Many family business boards consist only of family members. This may give the family peace of mind that their interests are being represented, especially if the family groups or branches are different, but it is rarely recommended. In fact, it could hurt their bottom line — the opposite of what they’re trying to achieve. This is especially true when it is a name. Board members must collectively possess knowledge, skills and experience ranging from finance and law to industry trends and operational challenges. Issues such as audit, compliance and compensation cannot be ignored due to the family dynamics that drive the election of board members. At the same time, the board of directors of a family business must also have one or more members of her family (family or non-family members) who understand and advocate for her owner’s values and goals.
How should a family business board operate?
Some family owners have boards that meet daily or once a week. In these cases the distinction between management and governance is ignored. In the same way that the captain of a ship can’t reconsider direction every minute (better to set the direction and go in that direction without too many adjustments), the board has to focus on key strategic priorities. You need adequate space and time to do so. Too frequent board meetings inadvertently take up valuable management time and risk micromanaging issues that are not the board’s responsibility. Quarterly meetings are often the norm, but more frequent meetings may be recommended during startup phases or times of crisis (such as a pandemic). The board chair should lead the meeting with a combination of structured time for key presentations and decisions while ensuring that all views are heard. How the best board chairs use the time between meetings to stay informed about the agenda, raise difficult questions or issues, and potentially throw the entire board off course, not just the meeting. I understand how to identify topical topics where there is.
What is the role of an independent director?
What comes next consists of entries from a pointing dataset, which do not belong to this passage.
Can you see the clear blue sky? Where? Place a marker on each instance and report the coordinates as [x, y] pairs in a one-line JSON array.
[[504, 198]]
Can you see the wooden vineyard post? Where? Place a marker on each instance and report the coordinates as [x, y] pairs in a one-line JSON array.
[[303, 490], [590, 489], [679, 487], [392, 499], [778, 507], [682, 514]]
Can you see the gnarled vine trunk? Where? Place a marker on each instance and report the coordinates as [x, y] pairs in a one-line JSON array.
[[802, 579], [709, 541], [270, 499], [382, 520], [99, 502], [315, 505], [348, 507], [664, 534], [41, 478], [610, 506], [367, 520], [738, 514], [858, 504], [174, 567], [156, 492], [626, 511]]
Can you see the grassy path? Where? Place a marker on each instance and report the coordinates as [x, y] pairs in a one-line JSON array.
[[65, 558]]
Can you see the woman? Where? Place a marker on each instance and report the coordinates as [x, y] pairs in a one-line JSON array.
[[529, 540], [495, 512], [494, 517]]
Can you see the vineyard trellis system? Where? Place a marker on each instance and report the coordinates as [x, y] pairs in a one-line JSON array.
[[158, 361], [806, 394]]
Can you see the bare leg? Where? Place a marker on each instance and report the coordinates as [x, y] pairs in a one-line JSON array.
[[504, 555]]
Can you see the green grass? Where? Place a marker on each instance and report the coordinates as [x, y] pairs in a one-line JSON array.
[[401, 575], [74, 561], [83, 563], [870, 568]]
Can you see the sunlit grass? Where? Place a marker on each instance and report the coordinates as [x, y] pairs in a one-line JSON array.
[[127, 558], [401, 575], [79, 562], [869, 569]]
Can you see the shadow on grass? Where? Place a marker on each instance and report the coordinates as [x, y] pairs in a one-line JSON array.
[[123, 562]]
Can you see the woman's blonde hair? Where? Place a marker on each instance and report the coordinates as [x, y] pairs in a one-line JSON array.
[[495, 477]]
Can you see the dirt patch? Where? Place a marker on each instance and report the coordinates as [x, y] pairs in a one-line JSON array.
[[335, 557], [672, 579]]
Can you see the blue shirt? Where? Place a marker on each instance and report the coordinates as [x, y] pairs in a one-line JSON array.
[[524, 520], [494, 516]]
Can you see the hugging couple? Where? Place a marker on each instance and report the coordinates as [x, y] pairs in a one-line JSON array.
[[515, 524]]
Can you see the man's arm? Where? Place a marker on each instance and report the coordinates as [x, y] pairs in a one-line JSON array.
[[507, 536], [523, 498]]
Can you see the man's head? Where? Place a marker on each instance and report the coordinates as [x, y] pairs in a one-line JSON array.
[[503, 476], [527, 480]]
The term “independent director” may have a specific regulatory definition depending on the company, but is often used in the context of family businesses to refer to non-family directors. Selection and participation of independent directors is still a “work in progress” for most family businesses. Some family businesses choose a close friend or best friend. This gives you peace of mind that the directors are trustworthy, but in many cases this is no better than appointing family members who do not have the proper board qualifications. In fact, before you start considering candidates, it’s a good idea to develop a board member’s job description that focuses on the board’s purpose and needs. Furthermore, when outside directors participate in board meetings, it is essential to build a system that respects their voices and opinions. The fate of the business and its stakeholders rests in the hands of the board. Independent directors should not be elected for optics rather than substantive purposes.
Why is this important?
Most of the companies in the world are family owned. They play an important role in the local and global economy, the size of which is surpassed only by government agencies. The board of directors steers the business and is where the board determines the direction of the business. Moreover, the nature of business and the duration of business are changing rapidly. In the future, businesses will need to be more agile and more open to fundamental change that is existential in nature. The board must be willing and able to consider when and how to change industries or arrange for the sale of a business. After all, a resilient business may not even be the highest goal. Family businesses are increasingly faced with challenges that require more than administrative expertise. Instead, it calls for governance structures and processes that come from a higher mission: resilient families, economies and societies.